Finance Minister Nirmala Sitharaman is set to present the Union Budget on February 1, 2025, with the salaried class eagerly anticipating potential adjustments to income tax slabs and rebates that could increase disposable income.
Government sources have hinted at major changes to the tax regime in the upcoming Union Budget 2025-2026, such as exempting annual incomes up to Rs 10 lakh from taxation and introducing a new 25% tax slab for incomes ranging from Rs 15 lakh to Rs 20 lakh, as reported by Business Standard.
The government is considering two options: Making annual income up to Rs 10 lakh tax-free or introducing a new 25 per cent tax bracket for income between Rs 15 lakh and Rs 20 lakh. Currently, income above Rs 15 lakh is taxed at 30 per cent.
A government source stated: “We are evaluating both options.
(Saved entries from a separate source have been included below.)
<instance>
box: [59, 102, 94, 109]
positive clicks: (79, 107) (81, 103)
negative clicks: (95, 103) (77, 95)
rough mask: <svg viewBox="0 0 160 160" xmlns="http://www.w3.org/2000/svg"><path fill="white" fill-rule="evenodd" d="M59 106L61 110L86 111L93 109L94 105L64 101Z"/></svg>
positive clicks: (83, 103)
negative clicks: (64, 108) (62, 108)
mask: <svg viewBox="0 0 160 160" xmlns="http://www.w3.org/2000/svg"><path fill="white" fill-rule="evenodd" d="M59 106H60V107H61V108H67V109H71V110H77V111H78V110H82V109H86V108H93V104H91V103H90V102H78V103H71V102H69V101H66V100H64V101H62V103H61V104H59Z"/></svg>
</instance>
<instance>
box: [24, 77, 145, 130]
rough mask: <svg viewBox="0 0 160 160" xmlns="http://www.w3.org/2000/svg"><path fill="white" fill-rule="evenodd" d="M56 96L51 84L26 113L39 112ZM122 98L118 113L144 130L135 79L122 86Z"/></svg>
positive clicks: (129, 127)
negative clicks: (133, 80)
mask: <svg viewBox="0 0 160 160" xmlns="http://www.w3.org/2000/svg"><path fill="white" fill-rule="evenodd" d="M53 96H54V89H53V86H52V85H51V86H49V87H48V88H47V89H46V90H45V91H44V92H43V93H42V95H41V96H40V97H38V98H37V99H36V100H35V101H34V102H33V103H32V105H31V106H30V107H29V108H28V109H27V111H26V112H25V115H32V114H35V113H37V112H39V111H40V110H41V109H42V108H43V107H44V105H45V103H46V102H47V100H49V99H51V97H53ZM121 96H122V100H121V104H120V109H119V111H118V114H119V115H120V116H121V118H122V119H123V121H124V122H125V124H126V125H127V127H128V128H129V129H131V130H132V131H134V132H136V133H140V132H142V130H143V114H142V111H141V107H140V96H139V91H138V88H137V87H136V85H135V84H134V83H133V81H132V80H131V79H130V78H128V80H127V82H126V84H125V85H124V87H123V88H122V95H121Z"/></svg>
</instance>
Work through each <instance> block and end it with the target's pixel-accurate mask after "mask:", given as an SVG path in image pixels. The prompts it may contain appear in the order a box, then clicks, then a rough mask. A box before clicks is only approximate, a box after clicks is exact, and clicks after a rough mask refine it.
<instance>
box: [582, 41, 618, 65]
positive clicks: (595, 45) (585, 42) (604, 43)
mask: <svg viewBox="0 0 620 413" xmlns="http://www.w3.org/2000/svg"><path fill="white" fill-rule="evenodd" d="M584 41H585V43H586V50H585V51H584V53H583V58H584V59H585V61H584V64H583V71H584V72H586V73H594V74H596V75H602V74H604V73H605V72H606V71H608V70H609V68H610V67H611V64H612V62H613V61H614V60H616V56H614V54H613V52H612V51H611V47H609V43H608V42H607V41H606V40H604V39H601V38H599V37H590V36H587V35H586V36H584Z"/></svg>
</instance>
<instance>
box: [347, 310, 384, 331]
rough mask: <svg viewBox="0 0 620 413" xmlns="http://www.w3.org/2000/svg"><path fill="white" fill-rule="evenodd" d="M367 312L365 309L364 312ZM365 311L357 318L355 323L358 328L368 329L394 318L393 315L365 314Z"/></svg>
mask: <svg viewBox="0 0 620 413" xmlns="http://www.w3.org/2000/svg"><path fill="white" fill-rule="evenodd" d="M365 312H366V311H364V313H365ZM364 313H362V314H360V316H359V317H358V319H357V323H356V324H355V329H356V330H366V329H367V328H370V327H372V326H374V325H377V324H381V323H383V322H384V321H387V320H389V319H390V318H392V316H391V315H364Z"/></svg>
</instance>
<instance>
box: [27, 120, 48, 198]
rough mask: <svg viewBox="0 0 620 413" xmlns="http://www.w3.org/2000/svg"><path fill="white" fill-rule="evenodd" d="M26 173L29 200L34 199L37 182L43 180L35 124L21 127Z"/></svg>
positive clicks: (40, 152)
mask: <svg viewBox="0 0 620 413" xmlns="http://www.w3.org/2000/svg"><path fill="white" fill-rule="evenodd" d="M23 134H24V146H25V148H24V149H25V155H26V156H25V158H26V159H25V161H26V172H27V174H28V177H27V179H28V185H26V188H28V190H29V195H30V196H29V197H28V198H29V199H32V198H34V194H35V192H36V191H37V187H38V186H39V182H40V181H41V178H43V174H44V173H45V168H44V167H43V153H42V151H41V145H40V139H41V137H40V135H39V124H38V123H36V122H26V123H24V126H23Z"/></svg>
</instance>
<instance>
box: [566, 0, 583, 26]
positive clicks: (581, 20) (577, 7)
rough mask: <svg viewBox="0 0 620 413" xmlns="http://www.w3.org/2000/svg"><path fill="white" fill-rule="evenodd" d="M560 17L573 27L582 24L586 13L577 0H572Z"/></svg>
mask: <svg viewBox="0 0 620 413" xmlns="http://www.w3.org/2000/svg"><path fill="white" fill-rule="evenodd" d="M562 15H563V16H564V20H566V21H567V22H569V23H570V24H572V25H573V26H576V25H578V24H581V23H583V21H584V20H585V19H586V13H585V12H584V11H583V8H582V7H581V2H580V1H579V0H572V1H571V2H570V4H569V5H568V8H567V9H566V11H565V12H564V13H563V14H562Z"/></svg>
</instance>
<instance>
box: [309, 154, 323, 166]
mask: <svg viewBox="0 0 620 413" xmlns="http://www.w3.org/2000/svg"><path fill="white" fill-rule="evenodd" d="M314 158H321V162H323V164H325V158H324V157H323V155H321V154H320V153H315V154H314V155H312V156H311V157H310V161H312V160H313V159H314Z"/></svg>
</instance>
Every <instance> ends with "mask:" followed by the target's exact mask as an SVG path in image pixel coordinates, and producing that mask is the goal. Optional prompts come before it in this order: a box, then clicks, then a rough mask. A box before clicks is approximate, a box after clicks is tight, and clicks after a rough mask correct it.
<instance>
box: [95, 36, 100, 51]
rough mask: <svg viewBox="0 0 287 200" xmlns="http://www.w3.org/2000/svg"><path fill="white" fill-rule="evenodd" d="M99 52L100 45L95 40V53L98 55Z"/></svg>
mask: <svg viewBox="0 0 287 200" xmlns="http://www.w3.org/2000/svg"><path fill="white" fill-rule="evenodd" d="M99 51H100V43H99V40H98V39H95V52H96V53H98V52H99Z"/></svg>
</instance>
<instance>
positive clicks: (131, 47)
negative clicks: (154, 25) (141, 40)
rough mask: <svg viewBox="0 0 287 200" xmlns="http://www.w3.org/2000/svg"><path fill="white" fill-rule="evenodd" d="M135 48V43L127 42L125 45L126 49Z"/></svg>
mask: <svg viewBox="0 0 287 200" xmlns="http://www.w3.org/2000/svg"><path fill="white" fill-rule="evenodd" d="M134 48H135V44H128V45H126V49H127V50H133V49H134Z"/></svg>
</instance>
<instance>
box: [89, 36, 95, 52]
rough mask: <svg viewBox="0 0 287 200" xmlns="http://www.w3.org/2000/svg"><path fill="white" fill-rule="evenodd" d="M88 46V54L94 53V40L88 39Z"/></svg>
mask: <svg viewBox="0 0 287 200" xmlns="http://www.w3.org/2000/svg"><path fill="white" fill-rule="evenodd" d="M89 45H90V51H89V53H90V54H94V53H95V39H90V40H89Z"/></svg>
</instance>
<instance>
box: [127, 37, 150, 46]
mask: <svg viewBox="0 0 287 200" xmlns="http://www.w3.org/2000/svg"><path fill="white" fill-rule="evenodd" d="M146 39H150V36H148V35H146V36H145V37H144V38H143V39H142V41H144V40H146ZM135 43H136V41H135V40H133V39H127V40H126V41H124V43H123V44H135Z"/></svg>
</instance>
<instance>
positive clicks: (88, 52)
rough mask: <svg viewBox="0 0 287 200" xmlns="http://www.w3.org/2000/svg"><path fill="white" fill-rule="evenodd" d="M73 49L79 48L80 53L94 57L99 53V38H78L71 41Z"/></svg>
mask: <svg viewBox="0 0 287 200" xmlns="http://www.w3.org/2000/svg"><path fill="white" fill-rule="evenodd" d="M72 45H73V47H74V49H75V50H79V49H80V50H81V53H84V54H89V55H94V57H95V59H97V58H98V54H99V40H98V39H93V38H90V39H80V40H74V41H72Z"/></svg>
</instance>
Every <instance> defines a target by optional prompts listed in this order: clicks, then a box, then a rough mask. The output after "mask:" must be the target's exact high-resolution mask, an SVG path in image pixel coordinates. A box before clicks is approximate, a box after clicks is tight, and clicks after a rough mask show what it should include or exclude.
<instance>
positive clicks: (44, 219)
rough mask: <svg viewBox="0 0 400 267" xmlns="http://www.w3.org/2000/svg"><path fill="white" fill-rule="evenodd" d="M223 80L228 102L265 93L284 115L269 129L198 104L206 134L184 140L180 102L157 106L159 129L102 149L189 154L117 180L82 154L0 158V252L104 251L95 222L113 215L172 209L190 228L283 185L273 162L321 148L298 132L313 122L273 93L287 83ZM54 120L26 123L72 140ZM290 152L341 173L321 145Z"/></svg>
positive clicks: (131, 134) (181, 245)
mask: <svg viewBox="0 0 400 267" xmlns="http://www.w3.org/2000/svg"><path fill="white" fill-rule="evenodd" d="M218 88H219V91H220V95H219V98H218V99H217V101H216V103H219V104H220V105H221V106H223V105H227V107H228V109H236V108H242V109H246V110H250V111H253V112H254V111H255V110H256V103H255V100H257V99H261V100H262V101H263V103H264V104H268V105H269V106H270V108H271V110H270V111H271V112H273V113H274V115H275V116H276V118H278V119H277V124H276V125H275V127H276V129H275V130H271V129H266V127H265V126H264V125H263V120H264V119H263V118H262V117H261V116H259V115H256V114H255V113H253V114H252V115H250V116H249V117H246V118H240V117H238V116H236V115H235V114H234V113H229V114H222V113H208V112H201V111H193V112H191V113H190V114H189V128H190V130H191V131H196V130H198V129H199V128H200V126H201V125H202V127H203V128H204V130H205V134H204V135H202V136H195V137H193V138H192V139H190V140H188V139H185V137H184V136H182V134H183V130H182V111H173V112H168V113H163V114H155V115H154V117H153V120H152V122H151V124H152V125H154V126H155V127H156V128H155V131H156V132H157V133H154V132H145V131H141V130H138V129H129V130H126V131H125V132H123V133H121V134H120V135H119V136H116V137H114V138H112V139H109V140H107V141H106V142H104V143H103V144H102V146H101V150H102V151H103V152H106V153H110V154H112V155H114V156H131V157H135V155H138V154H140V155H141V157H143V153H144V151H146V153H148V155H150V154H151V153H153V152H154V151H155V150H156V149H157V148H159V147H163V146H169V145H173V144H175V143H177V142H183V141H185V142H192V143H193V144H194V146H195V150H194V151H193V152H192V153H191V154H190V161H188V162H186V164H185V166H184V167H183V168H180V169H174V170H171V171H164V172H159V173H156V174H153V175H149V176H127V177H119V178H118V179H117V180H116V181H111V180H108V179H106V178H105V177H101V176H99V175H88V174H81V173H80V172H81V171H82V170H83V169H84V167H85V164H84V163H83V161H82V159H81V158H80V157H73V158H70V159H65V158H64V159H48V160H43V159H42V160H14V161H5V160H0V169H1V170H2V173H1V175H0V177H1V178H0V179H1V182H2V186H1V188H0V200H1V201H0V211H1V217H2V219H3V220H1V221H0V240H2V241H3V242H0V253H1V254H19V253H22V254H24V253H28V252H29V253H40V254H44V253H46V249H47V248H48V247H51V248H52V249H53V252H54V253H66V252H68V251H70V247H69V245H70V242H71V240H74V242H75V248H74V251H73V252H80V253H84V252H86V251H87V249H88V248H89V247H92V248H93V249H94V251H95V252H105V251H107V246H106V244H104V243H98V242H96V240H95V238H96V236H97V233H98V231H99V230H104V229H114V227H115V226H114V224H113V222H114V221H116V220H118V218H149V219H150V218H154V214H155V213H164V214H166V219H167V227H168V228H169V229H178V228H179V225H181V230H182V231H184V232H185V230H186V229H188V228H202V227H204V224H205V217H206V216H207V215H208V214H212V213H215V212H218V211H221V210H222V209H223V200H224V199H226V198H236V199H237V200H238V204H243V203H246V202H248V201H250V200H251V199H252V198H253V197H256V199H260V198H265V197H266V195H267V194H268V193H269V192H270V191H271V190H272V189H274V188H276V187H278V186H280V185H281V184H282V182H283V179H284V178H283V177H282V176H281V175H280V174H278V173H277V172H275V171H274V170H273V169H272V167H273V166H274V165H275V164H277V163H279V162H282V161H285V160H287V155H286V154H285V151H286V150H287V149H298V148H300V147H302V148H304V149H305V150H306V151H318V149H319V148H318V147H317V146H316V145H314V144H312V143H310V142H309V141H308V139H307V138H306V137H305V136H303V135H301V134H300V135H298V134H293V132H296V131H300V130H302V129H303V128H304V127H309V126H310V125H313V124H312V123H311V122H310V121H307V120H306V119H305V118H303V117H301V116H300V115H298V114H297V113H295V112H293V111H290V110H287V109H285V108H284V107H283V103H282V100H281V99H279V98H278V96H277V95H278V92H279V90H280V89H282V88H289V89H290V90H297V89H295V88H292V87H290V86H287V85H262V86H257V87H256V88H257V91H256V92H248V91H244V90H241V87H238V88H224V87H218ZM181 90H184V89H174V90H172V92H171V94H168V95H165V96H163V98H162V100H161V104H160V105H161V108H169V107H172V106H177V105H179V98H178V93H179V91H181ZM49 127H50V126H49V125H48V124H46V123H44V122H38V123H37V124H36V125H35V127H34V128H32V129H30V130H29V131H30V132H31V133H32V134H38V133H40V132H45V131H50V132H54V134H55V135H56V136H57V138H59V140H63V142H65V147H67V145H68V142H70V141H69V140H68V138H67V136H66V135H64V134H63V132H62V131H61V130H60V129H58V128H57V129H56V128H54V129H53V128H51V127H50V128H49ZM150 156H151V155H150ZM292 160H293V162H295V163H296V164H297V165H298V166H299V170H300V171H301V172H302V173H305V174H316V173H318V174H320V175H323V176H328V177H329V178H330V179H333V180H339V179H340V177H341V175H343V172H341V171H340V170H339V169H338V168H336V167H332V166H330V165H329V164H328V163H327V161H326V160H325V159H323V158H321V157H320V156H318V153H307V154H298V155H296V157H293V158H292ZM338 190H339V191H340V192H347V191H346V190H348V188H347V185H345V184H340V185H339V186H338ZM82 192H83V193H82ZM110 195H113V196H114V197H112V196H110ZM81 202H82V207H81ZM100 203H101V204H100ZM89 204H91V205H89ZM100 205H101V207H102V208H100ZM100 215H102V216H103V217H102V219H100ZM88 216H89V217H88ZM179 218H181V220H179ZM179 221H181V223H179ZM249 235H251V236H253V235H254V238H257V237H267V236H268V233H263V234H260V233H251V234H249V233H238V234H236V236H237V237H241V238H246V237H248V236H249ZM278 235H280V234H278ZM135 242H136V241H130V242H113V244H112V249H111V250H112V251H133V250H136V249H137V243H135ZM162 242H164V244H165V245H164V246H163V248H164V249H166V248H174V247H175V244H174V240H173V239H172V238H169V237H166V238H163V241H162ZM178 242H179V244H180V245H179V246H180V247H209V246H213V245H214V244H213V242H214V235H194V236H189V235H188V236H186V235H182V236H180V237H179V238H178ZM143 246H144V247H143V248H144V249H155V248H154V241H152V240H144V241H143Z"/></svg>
If our budget allows, we may implement both measures — making income up to Rs 10 lakh tax-free and introducing a 25 per cent slab for income between Rs 15 lakh and Rs 20 lakh.”
The government is willing to absorb a potential revenue loss of Rs 50,000 crore to Rs 1 lakh crore to provide relief in income tax. This anticipated tax relief is expected to stimulate urban consumption, especially during a period of slowed GDP growth (Q2FY25 reported a seven-quarter low of 5.4 per cent).
As of now, individuals making up to Rs 7.75 lakh have no tax liability due to the presence of the Rs 75,000 standard deduction.
According to Akhilesh Ranjan, an advisor at PwC and former member of the CBDT, it would be more beneficial for the government to implement a 25% tax slab for individuals earning between Rs 15 lakh and Rs 20 lakh. This move could potentially increase consumption by putting more money in the hands of these taxpayers, who are likely to spend on consumer durable goods such as refrigerators and televisions.
Most experts anticipate that budget 2025 will bring changes to the personal income tax provisions under the new regime. However, Ankit Jain, a Partner at Ved Jain & Associates, a tax firm, suggests that the old tax regime should not be dismissed. Instead, he proposes that the government could maintain it as a viable alternative to the new regime, accommodating various taxpayer preferences and financial circumstances.
Jain emphasizes the importance of the old tax regime, which takes into account taxpayers' actual expenses, such as rent, home loan repayments, school tuition fees, and other essential costs. While the government seems to be leaning towards the new tax regime, Jain advocates for the retention of the old system to properly reward and recognize taxpayers based on their financial obligations.